MSP, set for 24 crops, is one of the principal ways in which the government supports farmers, apart from providing subsidised insurance, power and fertiliser. The government mainly buys wheat and rice at the declared MSP, which is then redistributed to the poor at a fraction of the buying price.
The Modi government, in the Union budget for 2018-19, had announced that MSPs would be set at 1.5 times the cost of cultivation to ensure farmers got 50% returns. However, this had set off a debate on the measure of cultivation costs that should be adopted while calculating MSPs. The MS Swaminathan-led National Commission on Farmers in 2004 had first suggested that MSPs should offer at least 50% more returns than the weighted average cost of production.
The government uses an existing yardstick called “A2+FL” to calculate cultivation costs, which is a narrower measure. It includes all out-of-pocket cultivation expenses of farmers plus the value of family labour used. Farmers’ bodies have been demanding that the government use the “C2 formula”, which is a broader measure that includes the actual paid-out costs (on seeds, fertilisers, irrigation, etc) plus the notional value of family labour, rent as well as interest on owned land and capital.

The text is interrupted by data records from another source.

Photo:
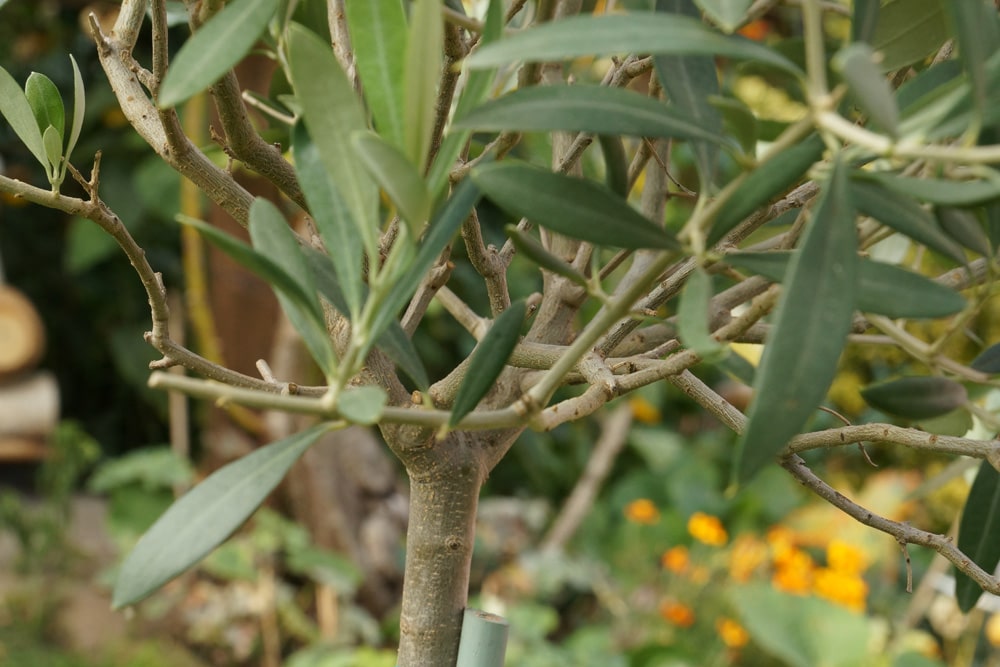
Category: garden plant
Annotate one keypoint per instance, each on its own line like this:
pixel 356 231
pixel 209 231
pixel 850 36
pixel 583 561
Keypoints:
pixel 666 216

In a 2018 interview to HT, Swaminathan had said that his recommendation was that the government ought to use the “C2 formula”.

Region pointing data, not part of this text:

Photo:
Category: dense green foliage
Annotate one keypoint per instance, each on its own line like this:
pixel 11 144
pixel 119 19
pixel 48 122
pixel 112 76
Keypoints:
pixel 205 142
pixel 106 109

Farm incomes are said to be critically dependent, at least in the case of rice and wheat, on the MSP-backed procurement programme. Yet, MSPs benefit very few farmers. Only 32.2% of paddy growers and 39.2% of wheat farmers were aware about MSP, according to the 70th round of National Sample Survey for 2012–13. Crucially, only 13.5% rice farmers and 16.2% wheat farmers were able to sell their produce at MSPs.

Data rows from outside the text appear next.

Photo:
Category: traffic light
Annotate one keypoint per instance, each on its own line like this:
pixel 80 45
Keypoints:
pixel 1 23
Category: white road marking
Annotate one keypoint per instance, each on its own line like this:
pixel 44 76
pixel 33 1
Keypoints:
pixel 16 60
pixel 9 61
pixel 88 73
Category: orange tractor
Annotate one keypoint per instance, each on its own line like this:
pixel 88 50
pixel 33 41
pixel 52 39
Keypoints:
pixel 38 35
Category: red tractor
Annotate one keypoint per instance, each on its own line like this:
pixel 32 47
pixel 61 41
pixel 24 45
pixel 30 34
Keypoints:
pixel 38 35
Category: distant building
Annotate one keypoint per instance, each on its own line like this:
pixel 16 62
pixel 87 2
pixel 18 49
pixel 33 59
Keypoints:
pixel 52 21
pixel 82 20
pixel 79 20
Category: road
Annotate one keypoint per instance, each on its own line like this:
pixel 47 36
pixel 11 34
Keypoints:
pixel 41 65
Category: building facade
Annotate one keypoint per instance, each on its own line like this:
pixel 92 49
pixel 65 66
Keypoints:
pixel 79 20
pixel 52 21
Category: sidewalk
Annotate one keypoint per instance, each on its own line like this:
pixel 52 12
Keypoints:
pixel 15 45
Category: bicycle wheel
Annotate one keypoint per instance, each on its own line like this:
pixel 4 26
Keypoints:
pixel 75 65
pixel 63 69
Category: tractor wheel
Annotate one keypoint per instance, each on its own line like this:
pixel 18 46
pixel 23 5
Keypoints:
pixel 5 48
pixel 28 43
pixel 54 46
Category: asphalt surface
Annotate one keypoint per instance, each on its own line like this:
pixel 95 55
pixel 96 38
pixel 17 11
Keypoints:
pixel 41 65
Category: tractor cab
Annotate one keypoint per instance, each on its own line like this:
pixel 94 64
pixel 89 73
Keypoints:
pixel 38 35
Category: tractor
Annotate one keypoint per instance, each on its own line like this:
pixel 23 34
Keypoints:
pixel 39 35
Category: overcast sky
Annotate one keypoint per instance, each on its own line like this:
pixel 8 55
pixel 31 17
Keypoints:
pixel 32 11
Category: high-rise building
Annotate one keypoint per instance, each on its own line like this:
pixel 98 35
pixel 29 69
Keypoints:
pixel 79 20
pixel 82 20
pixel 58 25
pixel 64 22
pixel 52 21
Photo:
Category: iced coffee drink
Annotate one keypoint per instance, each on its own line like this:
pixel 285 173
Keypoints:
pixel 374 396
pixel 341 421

According to economist PK Joshi, MSPs are often ineffective because the cost of cultivation, to which MSPs are linked, varies widely across states. But MSPs are based on a weighted all-India average. This doesn’t guarantee equal profits to all.
“MSPs are also often ineffective because the cost of cultivation, to which MSPs are linked, varies widely across states. But MSPs are based on a weighted all-India average,” Joshi said.
Differing cultivation costs mean farmers aren’t guaranteed uniform profits across regions in an MSP regime that takes a standard average cost.
“No wholesale market gave MSP rates for kharif commodities other than rice. In rabi too, only wheat producers get MSP rates,” said Jaipal Singh Nain, a leader of the Bharatiya Kisan Union from Haryana.